Saturday, February 25, 2012

25 FEBRUARY 2012

Almost five months to the day that I delivered you, I went to see you, my son.
I have tried to put a word to the emotions that I feel.
Grief encapsulates it best.


I should be there in the ground with you, beside you.
I should be with you, comforting you- or would you be comforting me?
I should be beside you in the dark, but there is no darkness where you are, is there, my son?
I need you in my arms, to hold and kiss, and love with all my heart.
Why can you not be here with me?
I long for you. I long to be with you.


And I fear, though your place is certain, mine is not.
And it may well be that I shall never more see you.
And I fear that I shall never ever hold you, my child.
For though you may know me, I have not a single memory of your face.
And yet,I miss you deeply.

Still.

I love you, my son.


"Ya Allah! Condemn us not if we forget or fall into error; our Lord!
Lay not on us a burden like that which Thou didst lay on those before us; our Lord!
Lay not on us a burden greater than we have strength to bear.
Blot out our sins, and grant us forgiveness.
Have mercy on us. "


“People praise you for what they suppose is in you,
but you must blame your soul for what you know is in you.”
~ Ibn Ata'illah ~



Monday, January 23, 2012

23 JANUARY 2012


God’s Lent Child

I’ll lend you for a little while, a child of mine, God said
For you to love the while he lives and mourn for when he’s dead.
It may be six or seven years, or forty-two or three
But will you, till I call him back, take care of him for me?

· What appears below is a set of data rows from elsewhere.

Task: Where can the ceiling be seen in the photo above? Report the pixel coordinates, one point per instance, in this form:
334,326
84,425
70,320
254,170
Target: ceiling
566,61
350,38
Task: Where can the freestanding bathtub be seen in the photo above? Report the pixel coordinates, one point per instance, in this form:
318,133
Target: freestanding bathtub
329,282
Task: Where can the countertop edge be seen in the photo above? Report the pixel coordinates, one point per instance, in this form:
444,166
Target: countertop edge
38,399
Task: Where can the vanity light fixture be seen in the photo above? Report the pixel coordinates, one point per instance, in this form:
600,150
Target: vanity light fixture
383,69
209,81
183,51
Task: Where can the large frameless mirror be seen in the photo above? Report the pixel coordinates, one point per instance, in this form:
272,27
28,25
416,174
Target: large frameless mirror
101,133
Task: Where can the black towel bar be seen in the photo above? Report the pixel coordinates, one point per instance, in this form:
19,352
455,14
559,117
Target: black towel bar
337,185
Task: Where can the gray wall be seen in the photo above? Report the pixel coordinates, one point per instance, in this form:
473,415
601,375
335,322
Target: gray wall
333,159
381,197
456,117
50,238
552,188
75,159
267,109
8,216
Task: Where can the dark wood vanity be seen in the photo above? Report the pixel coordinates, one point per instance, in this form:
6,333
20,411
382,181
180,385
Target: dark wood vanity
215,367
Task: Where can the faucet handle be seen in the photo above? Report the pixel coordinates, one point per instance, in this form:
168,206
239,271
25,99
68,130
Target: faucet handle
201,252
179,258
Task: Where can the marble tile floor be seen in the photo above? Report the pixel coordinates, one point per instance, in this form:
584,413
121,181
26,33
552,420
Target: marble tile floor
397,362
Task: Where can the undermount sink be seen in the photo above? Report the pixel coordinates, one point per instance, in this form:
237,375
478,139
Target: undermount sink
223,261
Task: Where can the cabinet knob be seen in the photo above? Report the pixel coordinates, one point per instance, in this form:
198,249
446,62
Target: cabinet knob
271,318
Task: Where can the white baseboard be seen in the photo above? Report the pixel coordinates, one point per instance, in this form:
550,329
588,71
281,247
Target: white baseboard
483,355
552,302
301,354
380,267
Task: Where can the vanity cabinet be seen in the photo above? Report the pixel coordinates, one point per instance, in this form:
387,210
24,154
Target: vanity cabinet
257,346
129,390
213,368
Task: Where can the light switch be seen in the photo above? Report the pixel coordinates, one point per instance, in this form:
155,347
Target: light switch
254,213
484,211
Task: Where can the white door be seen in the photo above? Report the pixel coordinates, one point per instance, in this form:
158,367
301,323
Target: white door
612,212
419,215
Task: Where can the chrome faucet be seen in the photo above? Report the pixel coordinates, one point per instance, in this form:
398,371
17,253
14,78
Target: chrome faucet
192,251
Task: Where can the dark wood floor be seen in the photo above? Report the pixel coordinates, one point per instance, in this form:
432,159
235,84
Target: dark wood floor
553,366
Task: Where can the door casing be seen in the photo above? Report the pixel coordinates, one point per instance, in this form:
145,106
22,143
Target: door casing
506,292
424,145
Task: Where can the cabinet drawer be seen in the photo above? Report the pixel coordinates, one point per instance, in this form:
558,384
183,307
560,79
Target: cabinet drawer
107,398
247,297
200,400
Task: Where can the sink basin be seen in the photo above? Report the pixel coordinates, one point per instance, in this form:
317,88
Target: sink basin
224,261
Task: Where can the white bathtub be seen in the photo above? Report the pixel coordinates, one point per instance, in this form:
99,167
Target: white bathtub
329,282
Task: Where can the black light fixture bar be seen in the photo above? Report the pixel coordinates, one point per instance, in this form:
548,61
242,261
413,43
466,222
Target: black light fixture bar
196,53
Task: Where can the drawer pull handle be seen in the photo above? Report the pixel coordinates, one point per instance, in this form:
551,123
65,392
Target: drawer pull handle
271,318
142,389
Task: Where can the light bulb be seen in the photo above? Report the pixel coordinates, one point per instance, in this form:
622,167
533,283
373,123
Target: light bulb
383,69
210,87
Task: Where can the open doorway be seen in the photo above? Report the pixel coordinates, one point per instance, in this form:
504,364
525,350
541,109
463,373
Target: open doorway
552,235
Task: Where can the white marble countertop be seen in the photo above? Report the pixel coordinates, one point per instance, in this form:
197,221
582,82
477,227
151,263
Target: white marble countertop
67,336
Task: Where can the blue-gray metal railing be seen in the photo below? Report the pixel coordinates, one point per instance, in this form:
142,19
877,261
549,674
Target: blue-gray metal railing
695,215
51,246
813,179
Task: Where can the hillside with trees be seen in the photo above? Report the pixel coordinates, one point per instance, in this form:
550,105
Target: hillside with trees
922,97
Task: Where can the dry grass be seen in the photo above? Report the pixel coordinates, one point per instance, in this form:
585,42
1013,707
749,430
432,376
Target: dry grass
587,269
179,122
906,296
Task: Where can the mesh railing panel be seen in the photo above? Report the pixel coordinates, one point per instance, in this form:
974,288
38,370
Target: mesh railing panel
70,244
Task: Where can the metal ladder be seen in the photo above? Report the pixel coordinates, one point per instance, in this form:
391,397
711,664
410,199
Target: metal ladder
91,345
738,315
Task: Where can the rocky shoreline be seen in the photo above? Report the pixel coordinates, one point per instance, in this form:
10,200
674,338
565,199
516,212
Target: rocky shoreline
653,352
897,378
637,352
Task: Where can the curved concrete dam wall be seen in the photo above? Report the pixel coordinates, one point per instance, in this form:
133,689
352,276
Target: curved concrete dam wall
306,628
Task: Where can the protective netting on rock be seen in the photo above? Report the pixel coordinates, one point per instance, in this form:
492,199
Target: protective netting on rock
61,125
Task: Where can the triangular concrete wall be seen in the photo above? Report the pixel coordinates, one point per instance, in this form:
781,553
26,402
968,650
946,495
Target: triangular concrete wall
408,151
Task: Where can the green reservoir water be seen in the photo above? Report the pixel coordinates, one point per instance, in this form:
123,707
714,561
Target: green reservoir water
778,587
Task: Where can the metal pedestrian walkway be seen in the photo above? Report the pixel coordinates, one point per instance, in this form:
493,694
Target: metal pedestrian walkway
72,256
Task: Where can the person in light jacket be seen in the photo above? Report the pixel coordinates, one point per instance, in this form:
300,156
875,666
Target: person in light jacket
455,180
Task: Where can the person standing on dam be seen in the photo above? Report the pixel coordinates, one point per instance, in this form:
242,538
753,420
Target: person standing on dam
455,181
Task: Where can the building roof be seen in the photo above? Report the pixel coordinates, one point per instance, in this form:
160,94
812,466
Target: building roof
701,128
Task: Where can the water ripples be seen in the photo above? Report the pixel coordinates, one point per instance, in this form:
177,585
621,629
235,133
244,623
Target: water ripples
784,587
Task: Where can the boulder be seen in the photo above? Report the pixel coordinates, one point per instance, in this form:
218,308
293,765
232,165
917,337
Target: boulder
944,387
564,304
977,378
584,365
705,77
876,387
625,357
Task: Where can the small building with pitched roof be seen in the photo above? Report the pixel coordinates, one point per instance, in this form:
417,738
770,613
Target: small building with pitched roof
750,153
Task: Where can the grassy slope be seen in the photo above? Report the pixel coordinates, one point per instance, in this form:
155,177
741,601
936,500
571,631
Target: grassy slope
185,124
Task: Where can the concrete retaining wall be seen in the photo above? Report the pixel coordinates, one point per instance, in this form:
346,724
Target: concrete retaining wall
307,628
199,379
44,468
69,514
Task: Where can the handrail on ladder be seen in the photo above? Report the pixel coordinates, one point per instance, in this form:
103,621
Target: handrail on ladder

He’ll bring his charms to gladden you and should his stay be brief
You’ll always have his memories as a solace in your grief.

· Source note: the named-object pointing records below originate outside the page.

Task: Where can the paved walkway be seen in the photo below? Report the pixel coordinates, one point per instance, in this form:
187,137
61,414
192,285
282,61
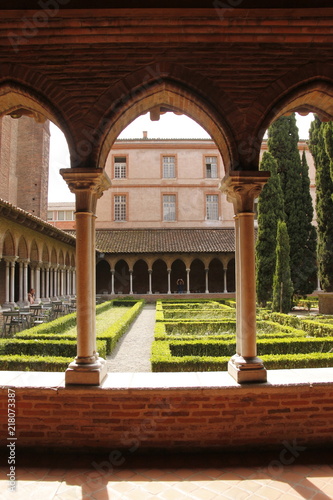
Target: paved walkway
133,351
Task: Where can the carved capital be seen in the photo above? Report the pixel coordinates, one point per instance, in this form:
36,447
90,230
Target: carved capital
243,187
87,185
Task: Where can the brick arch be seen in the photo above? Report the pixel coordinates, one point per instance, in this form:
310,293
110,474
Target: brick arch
34,252
15,95
22,248
120,109
306,89
8,246
45,254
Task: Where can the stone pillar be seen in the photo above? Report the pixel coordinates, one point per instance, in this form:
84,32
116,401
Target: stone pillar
225,283
87,185
169,281
12,281
242,187
25,282
21,296
47,281
150,274
188,281
112,281
131,281
206,279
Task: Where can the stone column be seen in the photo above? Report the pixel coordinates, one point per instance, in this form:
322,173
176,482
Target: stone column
188,281
206,279
112,281
88,185
225,283
131,281
150,274
21,296
169,281
25,282
242,187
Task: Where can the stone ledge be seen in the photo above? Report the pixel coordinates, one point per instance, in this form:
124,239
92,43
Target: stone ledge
170,380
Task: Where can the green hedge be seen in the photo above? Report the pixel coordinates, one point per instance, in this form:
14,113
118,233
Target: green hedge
34,363
265,346
42,347
162,361
119,327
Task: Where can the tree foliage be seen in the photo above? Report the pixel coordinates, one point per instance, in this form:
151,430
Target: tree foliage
321,138
283,144
270,210
282,284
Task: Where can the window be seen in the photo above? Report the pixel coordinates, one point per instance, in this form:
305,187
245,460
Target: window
169,207
211,167
120,167
169,167
120,207
212,207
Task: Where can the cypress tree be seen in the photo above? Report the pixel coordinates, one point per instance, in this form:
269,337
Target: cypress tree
320,136
282,284
283,144
270,210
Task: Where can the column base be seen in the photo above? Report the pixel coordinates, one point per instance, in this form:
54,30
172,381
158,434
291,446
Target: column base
86,374
245,370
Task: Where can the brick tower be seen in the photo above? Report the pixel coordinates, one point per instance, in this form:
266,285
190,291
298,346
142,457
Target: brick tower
24,163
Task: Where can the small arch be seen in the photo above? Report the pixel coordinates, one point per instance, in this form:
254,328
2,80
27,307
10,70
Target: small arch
197,276
140,277
103,277
159,276
22,248
8,246
216,276
122,277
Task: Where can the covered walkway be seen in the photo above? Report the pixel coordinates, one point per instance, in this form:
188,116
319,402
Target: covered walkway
168,477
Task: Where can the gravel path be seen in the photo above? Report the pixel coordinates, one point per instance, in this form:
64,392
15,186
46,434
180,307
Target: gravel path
133,351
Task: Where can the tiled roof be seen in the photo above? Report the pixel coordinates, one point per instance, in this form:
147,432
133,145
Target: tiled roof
120,241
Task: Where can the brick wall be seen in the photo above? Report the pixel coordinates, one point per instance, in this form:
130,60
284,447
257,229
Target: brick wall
177,418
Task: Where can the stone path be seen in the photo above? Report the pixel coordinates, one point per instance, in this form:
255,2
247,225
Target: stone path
133,351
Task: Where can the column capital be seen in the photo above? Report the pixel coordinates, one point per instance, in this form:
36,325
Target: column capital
88,186
242,187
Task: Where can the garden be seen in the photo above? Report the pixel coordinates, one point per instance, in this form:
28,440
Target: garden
52,346
200,336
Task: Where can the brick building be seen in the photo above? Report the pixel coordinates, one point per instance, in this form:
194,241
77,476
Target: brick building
92,69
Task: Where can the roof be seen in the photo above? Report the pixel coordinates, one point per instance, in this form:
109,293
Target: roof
26,219
120,241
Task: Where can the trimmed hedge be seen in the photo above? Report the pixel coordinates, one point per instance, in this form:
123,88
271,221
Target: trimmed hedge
42,347
34,363
162,361
61,345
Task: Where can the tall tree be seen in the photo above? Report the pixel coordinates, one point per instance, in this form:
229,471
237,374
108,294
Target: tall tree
282,284
283,144
321,135
270,210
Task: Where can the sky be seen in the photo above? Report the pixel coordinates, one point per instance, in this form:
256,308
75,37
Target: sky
169,126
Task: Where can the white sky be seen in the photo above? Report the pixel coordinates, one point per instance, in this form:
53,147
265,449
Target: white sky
168,127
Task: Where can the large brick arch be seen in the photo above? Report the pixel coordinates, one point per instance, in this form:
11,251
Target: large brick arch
147,89
37,95
306,89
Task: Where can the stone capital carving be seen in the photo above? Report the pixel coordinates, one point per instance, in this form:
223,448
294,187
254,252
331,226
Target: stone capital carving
243,187
87,185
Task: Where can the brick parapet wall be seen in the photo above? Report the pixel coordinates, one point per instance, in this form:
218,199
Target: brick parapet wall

I cannot promise he will stay, since all from earth return,
But there are lessons taught below I want this child to learn.

I’ve looked this whole world over in my search for teachers true
And from the folk that crowd Life’s lane I have chosen you.

Now will you give him all your love and not think the labour vain,
Nor hate me when I come to take this lent child back again?

I fancy that I heard them say “Dear God, thy will be done.
For all the joys this child will bring the risk of grief we’ll run.
We will shelter him with tenderness, we’ll love him while we may
And for all the happiness we’ve ever known, we’ll ever grateful stay.
But should the angels call him much sooner than we’d planned
We will brave the bitter grief that comes and try to understand.”

~ Author Unknown~

Stay calm, my heart.
Wisdom and patience be my bedfellows.
Humility be my friend.
Acceptance, dry my eyes.
Ya Allah, I beseech you.

Mohammad Ayaan Bin Mohammad Fadzly.
We missed you today- what was to have been your date of birth.
Loved, for always.
Al-Fateha.

Monday, December 26, 2011

IN MY HEART

My son,






The moments pass


I feel empty still


The hurt has mellowed


But the longing remains


A piece of me died with you


The emptiness of my womb


Rings with the echoes


Of you.




I miss you so.


Ayaan, I miss you so.




-Mama-

Friday, December 16, 2011

HAPPY 6th...

And even as we turn six today, my thoughts go back to you.

Reflecting on the year and remembering those so loved and now lost.

Praying for a better year in 2012.

Monday, December 12, 2011

AL-FATEHA

Kiyai Kassim Bin Adnan.

This truly has been a year of losses.
Innalillahi wa inna illaihi raaji'un.